Argi: recuperare competitività si può

Il clima è cambiato. Dopo la crisi economica che ha attraversato l’Italia tra il 2008 e il 2009, nulla sarà più come prima. Anche per l’industria grafica italiana. Ma chi ha detto che non potrà essere meglio?

E’ una provocazione, si. Ma aiuta a riflettere e a comprendere meglio il contesto in cui Argi, giovedì scorso, ha presentato i consueti dati di mercato annuali (elaborati sulle vendite di tecnologie delle aziende associate ad ARGI e a AssoIT) oltre che il suo nuovo presidente, Francesco Crotti, che ha preso il posto di Giorgio Brambilla.

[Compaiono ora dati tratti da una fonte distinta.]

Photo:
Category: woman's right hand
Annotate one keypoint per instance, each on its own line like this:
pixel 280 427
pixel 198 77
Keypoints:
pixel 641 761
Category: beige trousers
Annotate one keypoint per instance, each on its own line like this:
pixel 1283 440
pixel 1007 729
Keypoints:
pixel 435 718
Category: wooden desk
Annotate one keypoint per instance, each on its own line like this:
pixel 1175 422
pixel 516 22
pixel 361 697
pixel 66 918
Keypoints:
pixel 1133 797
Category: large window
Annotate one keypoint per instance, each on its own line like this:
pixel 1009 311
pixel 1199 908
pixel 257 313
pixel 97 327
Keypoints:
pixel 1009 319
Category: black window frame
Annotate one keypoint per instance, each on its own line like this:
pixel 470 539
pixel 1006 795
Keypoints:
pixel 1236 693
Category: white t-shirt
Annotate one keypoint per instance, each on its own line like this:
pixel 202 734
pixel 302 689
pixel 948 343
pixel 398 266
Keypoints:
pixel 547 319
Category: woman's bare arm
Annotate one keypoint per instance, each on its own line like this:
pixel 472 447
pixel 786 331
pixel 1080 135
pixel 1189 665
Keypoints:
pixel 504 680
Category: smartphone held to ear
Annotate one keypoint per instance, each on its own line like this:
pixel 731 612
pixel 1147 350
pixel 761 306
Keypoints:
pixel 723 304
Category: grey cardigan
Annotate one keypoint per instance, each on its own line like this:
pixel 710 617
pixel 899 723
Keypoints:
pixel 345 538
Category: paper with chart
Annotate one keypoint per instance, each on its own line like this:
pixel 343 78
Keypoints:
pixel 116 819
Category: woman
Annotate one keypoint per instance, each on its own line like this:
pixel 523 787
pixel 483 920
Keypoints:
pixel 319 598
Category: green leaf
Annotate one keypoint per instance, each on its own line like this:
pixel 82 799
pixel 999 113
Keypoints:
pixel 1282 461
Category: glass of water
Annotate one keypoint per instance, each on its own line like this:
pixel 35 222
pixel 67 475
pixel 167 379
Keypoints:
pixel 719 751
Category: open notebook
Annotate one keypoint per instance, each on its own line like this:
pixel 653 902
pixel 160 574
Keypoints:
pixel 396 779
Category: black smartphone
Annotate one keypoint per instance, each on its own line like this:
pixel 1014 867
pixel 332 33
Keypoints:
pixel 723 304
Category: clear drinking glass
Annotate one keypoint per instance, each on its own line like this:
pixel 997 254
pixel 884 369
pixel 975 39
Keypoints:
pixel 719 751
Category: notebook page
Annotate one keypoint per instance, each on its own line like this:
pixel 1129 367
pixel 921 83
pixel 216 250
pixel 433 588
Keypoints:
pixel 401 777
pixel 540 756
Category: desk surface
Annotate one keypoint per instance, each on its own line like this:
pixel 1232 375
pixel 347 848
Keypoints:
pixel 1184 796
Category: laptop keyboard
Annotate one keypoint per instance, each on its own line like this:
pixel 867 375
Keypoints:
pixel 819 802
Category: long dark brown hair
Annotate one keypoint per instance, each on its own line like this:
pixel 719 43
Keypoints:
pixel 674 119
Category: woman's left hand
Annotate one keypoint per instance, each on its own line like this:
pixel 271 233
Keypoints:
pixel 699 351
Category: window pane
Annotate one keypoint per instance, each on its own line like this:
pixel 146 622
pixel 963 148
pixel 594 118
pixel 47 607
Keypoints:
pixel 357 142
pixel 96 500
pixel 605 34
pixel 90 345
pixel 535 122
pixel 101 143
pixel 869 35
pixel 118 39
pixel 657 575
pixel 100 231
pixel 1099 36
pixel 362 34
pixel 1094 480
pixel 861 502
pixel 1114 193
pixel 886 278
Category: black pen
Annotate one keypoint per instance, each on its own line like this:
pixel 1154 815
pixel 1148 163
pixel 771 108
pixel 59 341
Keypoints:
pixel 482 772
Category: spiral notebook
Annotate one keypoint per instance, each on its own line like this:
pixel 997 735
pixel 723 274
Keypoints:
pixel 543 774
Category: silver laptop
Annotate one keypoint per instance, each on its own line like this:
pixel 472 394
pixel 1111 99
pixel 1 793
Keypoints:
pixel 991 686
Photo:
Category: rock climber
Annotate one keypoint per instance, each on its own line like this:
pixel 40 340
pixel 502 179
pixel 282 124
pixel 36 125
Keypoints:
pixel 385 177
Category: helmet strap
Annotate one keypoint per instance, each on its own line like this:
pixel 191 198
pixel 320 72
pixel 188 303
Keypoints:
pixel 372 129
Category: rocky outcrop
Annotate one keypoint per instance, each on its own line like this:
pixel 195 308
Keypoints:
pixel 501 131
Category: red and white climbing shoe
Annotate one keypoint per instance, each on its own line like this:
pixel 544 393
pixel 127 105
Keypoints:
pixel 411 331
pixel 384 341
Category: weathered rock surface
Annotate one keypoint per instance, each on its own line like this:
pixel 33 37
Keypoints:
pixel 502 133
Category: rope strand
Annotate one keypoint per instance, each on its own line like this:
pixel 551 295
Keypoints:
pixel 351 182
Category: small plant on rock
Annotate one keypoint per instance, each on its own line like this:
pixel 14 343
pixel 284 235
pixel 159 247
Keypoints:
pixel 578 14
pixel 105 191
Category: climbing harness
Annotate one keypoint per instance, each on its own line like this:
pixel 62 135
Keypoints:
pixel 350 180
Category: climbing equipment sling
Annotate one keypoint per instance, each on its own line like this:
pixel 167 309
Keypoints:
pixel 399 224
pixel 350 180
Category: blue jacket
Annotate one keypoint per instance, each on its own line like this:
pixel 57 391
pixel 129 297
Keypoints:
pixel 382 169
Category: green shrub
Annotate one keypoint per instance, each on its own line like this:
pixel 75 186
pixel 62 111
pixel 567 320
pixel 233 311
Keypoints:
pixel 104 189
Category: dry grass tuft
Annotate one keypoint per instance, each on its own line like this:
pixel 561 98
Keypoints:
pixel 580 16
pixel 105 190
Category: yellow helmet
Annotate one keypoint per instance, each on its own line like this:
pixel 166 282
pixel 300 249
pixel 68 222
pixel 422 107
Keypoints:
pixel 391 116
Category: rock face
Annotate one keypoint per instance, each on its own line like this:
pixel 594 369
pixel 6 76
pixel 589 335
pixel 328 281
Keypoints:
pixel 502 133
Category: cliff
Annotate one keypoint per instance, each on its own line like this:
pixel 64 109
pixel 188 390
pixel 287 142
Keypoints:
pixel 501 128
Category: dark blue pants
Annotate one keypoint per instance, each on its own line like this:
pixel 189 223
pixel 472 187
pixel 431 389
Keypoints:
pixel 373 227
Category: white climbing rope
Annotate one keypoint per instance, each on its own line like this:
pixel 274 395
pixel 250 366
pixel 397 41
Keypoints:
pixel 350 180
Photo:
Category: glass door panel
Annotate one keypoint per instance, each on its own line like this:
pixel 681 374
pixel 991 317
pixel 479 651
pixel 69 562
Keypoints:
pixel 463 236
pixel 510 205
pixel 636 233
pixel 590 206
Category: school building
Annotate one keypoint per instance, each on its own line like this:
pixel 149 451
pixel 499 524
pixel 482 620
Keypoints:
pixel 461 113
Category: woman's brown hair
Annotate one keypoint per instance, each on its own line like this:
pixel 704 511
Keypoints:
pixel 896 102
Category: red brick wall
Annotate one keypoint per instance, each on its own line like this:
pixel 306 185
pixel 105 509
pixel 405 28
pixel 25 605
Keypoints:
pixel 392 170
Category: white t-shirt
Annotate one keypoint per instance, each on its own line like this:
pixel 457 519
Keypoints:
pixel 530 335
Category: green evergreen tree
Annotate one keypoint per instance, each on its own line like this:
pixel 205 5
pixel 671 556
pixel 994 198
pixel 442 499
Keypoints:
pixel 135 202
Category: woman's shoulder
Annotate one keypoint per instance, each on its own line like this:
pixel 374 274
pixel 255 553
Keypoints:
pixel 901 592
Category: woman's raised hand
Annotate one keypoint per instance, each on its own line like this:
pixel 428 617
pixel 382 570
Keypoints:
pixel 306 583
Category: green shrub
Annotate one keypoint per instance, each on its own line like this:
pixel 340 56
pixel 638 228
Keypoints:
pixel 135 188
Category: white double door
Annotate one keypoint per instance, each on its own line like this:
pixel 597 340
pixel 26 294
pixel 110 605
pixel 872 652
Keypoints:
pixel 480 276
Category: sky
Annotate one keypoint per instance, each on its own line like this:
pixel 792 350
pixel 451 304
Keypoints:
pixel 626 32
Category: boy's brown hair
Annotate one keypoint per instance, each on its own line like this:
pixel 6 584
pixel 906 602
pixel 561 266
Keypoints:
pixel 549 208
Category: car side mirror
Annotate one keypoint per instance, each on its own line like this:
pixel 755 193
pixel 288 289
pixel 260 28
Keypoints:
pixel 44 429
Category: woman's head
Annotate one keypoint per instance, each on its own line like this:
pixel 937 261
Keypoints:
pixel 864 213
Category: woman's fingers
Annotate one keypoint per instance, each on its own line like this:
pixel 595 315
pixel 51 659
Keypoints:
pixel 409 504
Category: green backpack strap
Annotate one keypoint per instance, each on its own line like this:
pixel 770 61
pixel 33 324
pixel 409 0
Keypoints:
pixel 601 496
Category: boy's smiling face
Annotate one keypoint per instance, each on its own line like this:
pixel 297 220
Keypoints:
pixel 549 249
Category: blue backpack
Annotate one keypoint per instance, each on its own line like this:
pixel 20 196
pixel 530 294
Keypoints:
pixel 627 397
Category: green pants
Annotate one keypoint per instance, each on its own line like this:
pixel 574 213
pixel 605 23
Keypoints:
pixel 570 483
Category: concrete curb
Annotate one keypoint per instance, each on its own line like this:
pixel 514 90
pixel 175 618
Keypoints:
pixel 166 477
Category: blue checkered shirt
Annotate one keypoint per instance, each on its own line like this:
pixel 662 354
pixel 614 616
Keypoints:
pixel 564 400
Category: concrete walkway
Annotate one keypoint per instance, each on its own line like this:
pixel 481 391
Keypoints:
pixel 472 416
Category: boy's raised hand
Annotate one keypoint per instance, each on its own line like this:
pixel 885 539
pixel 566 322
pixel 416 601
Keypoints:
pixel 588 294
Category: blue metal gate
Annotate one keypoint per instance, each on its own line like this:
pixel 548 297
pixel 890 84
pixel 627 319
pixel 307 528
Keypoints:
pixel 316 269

E proprio Crotti è stato l’artefice della metafora più adeguata per definire l’attuale mercato. “Non si tratta più di aspettare che smetta di piovere e torni il sole, come è sempre successo. Oggi ci troviamo ad affrontare un cambiamento generale“. E’ come se il clima temperato cui siamo sempre stati abituati, d’un tratto fosse diventato tropicale. E per sopravvivere ci si deve adeguare.

Sopravvivere oggi, per l’industrial grafica, vuol dire adattarsi ad un mercato profondamente diverso rispetto agli anni passati e in continua evoluzione.

I presupposti per crescere, peròà, ci sono.

Argi tra il 2011 e il 2012 lo ha fatto, portando le aziende associate da 14 a 22. Chiaro segno che le imprese avvertono la necessità di fare aggregazione e di sentirsi rappresentate per affrontare meglio questo periodo di transizione.

Ma vediamo nel dettaglio i dati di mercato, che riguardano macchine e materiali di consumo per tutta la filiera della stampa offset, dalla prestampa alla legatoria e cartotecnica, più le tecnologie di stampa digitale.

Osservando i numeri, il presidente di Argi Francesco Crotti, ha tenuto  a sottolineare che la nostra industria grafica nel periodo 2003 – 2011 tutto sommato non è andata malissimo, nonostante abbia segnato un -13%. Il nostro paese ha fatto sicuramente meglio di Francia ( -28%) e Inghilterra (-21%), che hanno subito il calo peggiore, ma peggio della Spagna (+1,8%) – cresciuta bene perché partiva da un livello  più basso rispetto al nostro – e peggio della Germania (+1,6).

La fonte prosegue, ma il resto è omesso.